Australia’s ageing shearing sheds are under increasing scrutiny from work safety authorities and shearers lobbying for practical improvements to their working environment.
For many sheep producers, however, the scope for upgrading sheds built 60-plus years ago can be limited and expensive.
Farm building manufacturer State Wide Sheds has found many producers simply opting to start afresh, signing up to build a completely new shed to provide better livestock handling facilities and make shearing an easier job for shearers, farm owners and their sheep.
It’s been a long time since the heady wool boom years of the 1950s prompted widespread construction and renovation of woolsheds on Australian farms.
Not surprisingly, today’s producers were facing a range of safety and efficiency issues, noted State Wide’s operations manager, Michael Dodd – problems which could not be ignored for much longer.
Most shearing sheds are getting very old and in many cases are becoming an occupational health and safety issue for shearers and others working in them.
Much-valued design improvements such as raised and curved shearing boards, gently sloped catching pens and modern insulation, ventilation and lighting strategies were featured in sheds built Australia-wide by the 35-year-old Dubbo-based company.
“Most shearing sheds are getting very old, which means they need more maintenance attention and in many cases are becoming an occupational health and safety issue for shearers and others working in them,” Mr Dodd said.
“Apart from the legal risks for farmers, if shearers aren’t happy with the working environment they’re less likely to want to take the job.
“Finding good shearers is pretty difficult for everybody these days, but if you’ve got a modern shed it’s much easier.”
After a few years of big prices in livestock markets, and a long-awaited kick in wool market values, State Wide had seen a noticeable lift in inquiry about new sheds and new building ideas from wool and prime lamb producers.
Increased activity in the sheep sector was complementing a run of solid orders for sheds with grain storage capability, giving graingrowers the option of storing their harvest on farm until market conditions better suited them.
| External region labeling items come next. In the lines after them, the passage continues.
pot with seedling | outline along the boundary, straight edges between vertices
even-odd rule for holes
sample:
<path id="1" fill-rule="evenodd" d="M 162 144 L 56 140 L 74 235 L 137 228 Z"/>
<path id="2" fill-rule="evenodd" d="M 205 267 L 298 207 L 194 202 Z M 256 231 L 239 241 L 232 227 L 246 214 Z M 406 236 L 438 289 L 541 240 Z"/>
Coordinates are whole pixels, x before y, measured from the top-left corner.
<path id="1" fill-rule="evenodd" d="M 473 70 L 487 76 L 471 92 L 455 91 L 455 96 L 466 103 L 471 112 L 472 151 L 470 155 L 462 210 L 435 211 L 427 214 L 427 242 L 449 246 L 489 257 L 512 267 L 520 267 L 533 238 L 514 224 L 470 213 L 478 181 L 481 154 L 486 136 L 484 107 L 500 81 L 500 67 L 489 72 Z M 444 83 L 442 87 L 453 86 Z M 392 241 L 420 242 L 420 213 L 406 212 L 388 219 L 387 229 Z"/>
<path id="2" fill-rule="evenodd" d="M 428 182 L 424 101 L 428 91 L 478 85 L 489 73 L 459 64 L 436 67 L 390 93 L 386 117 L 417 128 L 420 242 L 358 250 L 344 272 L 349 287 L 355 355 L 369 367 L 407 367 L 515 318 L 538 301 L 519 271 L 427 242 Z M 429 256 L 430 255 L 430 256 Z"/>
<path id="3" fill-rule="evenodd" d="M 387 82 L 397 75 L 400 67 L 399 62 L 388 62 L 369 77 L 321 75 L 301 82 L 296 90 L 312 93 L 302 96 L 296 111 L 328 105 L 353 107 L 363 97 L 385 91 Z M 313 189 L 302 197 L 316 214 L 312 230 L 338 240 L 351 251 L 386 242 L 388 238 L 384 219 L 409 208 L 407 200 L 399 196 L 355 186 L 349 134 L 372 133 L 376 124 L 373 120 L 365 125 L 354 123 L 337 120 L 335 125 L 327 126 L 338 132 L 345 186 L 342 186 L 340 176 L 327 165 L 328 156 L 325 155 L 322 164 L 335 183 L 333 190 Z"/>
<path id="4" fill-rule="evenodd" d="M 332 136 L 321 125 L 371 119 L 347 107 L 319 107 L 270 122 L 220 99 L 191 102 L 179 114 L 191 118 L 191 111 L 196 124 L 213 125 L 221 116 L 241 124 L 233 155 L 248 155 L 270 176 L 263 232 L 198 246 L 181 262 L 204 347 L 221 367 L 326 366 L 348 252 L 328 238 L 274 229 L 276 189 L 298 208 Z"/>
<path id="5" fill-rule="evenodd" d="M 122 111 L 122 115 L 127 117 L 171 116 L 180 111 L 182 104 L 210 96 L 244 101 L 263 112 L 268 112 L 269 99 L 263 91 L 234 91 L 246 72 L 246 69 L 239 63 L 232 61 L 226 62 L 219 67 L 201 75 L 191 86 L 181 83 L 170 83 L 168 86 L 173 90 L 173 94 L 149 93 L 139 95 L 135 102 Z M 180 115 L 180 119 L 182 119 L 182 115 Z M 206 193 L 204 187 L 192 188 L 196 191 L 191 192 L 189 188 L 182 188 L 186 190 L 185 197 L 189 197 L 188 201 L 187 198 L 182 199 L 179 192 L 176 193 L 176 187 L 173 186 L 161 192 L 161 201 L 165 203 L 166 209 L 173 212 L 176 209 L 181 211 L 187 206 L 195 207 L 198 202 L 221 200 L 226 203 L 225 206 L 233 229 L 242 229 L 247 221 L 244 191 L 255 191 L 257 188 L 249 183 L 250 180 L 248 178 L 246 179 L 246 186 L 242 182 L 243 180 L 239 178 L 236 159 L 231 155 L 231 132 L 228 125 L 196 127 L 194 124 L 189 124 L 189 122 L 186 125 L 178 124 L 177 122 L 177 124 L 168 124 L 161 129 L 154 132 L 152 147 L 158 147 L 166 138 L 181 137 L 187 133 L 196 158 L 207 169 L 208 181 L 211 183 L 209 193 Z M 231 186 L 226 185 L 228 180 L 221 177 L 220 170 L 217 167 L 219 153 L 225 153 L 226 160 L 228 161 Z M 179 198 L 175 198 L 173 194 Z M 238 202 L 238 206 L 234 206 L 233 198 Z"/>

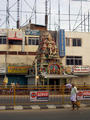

“For the sheep guys we’re mostly building three or four stand sheds, but some are bigger or more complex,” Mr Dodds said.
Shearing sheds cost in the vicinity of $55,000 a stand and typically take about six weeks to build.
State Wide’s has about 20 staff based around Australia typically working on about six construction projects at any one time.
“For every grain shed or shearing shed we build there’s still just as much demand for machinery sheds and hay storages,” Mr Dodd said.
“Tax depreciation incentives for hay and fodder storage investments have kept things pretty busy for the past year or so.
“However, we find demand fluctuates with local seasonal conditions and can be quite varied in different states.”
Changing attitudes to machinery storage were also promoting steady interest in big equipment shedding.
“If you’re buying machines worth up to $700,000 each, and they’re full of electrical componentry and GPS equipment, it makes a lot of sense to keep your gear protected from the weather as much as you can.”
Woolgrowers were even incorporating machinery storage space in their new multi-level shearing sheds, ensuring the buildings were utilised all year.
Concrete-floored wool storage rooms could easily double as storage areas for farm vehicles, welders, generators, grain bins or “even a Steiger tractor if your shed’s big enough”.